子どもがいない場合、父母(または祖父母)が相続人となります。
このケースでは、親が等分して相続します。

    • 第3順位:兄弟姉妹

子どもも両親もいない場合に、兄弟姉妹が相続人になります。
ただし、兄弟姉妹がすでに亡くなっている場合は、その子(甥・姪)が代襲相続します。

そして、配偶者(夫または妻)は常に相続人です。
つまり、配偶者は上記の第1〜第3順位のいずれかと共同で相続することになります。

👉 たとえば、子どもがいれば「配偶者と子ども」で分け合い、
子どもがいない場合は「配偶者と親」、それもいなければ「配偶者と兄弟姉妹」で分ける形になります。

このように、相続人の順位と構成によって法定相続分の割合が大きく変わるため、
自分がどの順位に当たるのか、誰と一緒に相続するのかを正確に把握しておくことが大切です。

また、再婚や養子縁組などによって相続人の範囲が複雑化するケースもあるため、
相続開始前に登記簿や戸籍を確認し、専門家に相談しておくと安心です。

3. 基本の法定相続分

  • 配偶者と子ども → 配偶者1/2、子ども全員で1/2を等分

  • 配偶者と父母 → 配偶者2/3、父母1/3

  • 配偶者と兄弟姉妹 → 配偶者3/4、兄弟姉妹1/4を等分

👉 これが相続分の基本ルールです。

4. 複雑なケース別の分け方

ケース1:再婚して前妻(夫)の子がいる場合

再婚相手の配偶者と、前妻(夫)の子どもも相続人になります。

  • 例:夫が亡くなり、再婚相手の妻+前妻の子+再婚後の子がいる場合

     → 妻が1/2、子どもたち(前妻の子も含む)が1/2を人数で等分

👉 再婚後に同居していない子も相続人になるため、トラブルになりやすいです。


ケース2:兄弟姉妹が相続人になる場合

被相続人に配偶者はいるが、子も親もいない場合、兄弟姉妹が相続人となります。

  • 例:夫が亡くなり、妻と兄弟2人がいる場合

     → 妻3/4、兄弟2人で1/4を等分(各1/8)

👉 特に疎遠な兄弟姉妹との関係で争いになりやすいです。


ケース3:養子縁組がある場合

養子も「子」として相続人になります。

  • 実子が1人+養子が1人 → 子ども2人分として法定相続分を計算

    👉 養子縁組の有無で大きく変わるため注意が必要です。

5. 遺産分割協議で必要なこと


法定相続分は、あくまで「相続財産を分ける際の基本的な目安」にすぎません。
実際の遺産の分け方は、相続人全員が集まって話し合う「遺産分割協議」によって最終的に決定します。

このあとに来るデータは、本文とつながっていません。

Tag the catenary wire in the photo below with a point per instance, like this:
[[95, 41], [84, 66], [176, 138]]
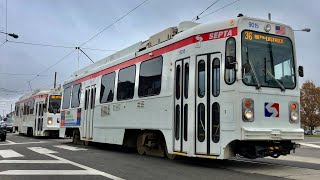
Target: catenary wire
[[114, 22], [219, 9], [215, 2]]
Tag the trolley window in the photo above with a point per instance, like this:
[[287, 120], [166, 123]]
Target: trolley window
[[215, 77], [178, 82], [107, 87], [201, 78], [186, 80], [150, 77], [126, 80], [215, 122], [201, 123], [267, 60], [54, 104], [76, 92], [66, 98], [32, 107], [230, 69]]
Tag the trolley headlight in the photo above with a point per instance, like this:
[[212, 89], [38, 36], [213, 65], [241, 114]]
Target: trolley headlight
[[248, 114], [247, 110], [49, 120], [293, 112]]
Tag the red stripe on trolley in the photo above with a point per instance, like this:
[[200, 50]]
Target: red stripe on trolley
[[32, 98], [190, 40]]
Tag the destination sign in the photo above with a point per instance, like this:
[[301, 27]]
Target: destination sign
[[55, 97], [248, 35]]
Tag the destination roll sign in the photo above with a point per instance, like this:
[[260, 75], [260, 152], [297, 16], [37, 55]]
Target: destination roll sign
[[249, 35]]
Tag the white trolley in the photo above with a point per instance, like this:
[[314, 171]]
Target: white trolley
[[38, 113], [199, 90]]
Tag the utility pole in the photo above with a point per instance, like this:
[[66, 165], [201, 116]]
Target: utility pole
[[55, 80], [269, 16]]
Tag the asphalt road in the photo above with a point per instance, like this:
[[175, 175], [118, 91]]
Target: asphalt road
[[26, 158]]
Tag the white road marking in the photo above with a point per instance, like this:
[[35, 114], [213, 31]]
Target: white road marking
[[310, 145], [47, 172], [48, 152], [276, 170], [9, 153], [41, 150], [31, 162], [71, 148], [94, 171], [302, 159], [8, 144]]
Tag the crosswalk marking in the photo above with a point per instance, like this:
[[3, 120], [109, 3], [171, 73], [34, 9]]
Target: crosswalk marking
[[71, 148], [41, 150], [310, 145], [48, 172], [31, 162], [302, 159], [9, 153]]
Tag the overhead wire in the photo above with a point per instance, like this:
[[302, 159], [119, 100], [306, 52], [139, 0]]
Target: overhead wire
[[114, 22], [17, 74], [219, 9], [55, 46], [197, 17], [75, 48]]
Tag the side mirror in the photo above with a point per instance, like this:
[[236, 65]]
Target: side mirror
[[300, 71], [246, 68], [230, 62]]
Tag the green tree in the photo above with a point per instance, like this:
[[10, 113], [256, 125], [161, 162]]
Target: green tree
[[310, 104]]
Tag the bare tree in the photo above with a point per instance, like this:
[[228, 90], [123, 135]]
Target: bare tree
[[310, 104]]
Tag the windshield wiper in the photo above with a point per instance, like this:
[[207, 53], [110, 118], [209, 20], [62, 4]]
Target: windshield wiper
[[280, 85], [253, 70]]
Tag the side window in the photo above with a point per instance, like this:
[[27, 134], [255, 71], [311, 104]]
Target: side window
[[32, 107], [201, 78], [230, 71], [186, 80], [126, 80], [66, 98], [215, 77], [150, 77], [107, 87], [76, 92]]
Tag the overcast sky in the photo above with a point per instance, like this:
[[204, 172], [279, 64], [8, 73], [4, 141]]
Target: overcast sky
[[72, 22]]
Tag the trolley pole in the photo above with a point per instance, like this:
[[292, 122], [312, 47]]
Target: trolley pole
[[269, 16], [55, 80]]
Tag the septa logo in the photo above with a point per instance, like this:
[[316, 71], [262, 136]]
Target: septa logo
[[271, 109]]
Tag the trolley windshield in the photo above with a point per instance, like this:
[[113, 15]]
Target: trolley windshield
[[54, 104], [267, 60]]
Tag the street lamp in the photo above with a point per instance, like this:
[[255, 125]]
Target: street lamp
[[304, 29], [10, 34]]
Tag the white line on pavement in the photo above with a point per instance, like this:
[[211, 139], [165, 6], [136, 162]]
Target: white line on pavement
[[97, 172], [31, 162], [71, 148], [302, 159], [47, 172], [10, 142], [23, 143], [48, 152], [41, 150], [310, 145], [9, 153]]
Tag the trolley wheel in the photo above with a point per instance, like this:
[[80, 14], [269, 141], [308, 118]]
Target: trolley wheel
[[141, 149], [86, 143], [75, 137], [169, 156]]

この協議では、預貯金・不動産・株式・車・家財など、相続財産のすべてをどのように分けるかを合意し、
全員が署名・押印した「遺産分割協議書」を作成することで、正式な手続きが進められます。

ただし、不動産のように物理的に分けにくい財産は、話し合いが難航するケースも多く見られます。
たとえば以下のような対応が一般的です:

  • 不動産を売却して、売却代金を持分に応じて分配する
  • 1人が不動産を相続し、他の相続人に代償金を支払う(代償分割)
  • 土地を分筆して、それぞれ単独名義で登記す

また、遺産分割協議が成立するためには、相続人全員の同意が必要不可欠です。
1人でも不同意の人がいる場合、協議は無効となり、不動産登記や預金の名義変更など一切の手続きが進みません。

さらに、相続人の中に不在者や行方不明者、海外在住者がいる場合には、
家庭裁判所に「不在者財産管理人」の選任を申し立てるなど、法的な手続きが必要になります。
これには時間も費用もかかるため、放置せず早めに対処することが大切です。

👉 遺産分割協議では、法定相続分を正しく理解しつつ、現実的で公平な分け方を合意することが重要です。
トラブルを防ぐためには、司法書士や行政書士など相続の専門家に相談し、
登記や協議書の作成をサポートしてもらうのが安心です。

まとめ

法定相続分は、相続の基本ルールでありトラブル防止の出発点です。

  • 配偶者は常に相続人

  • 子・父母・兄弟姉妹は順位で決まる

  • 再婚や兄弟姉妹のケースでは揉めやすい

複雑な家族構成では特に注意が必要です。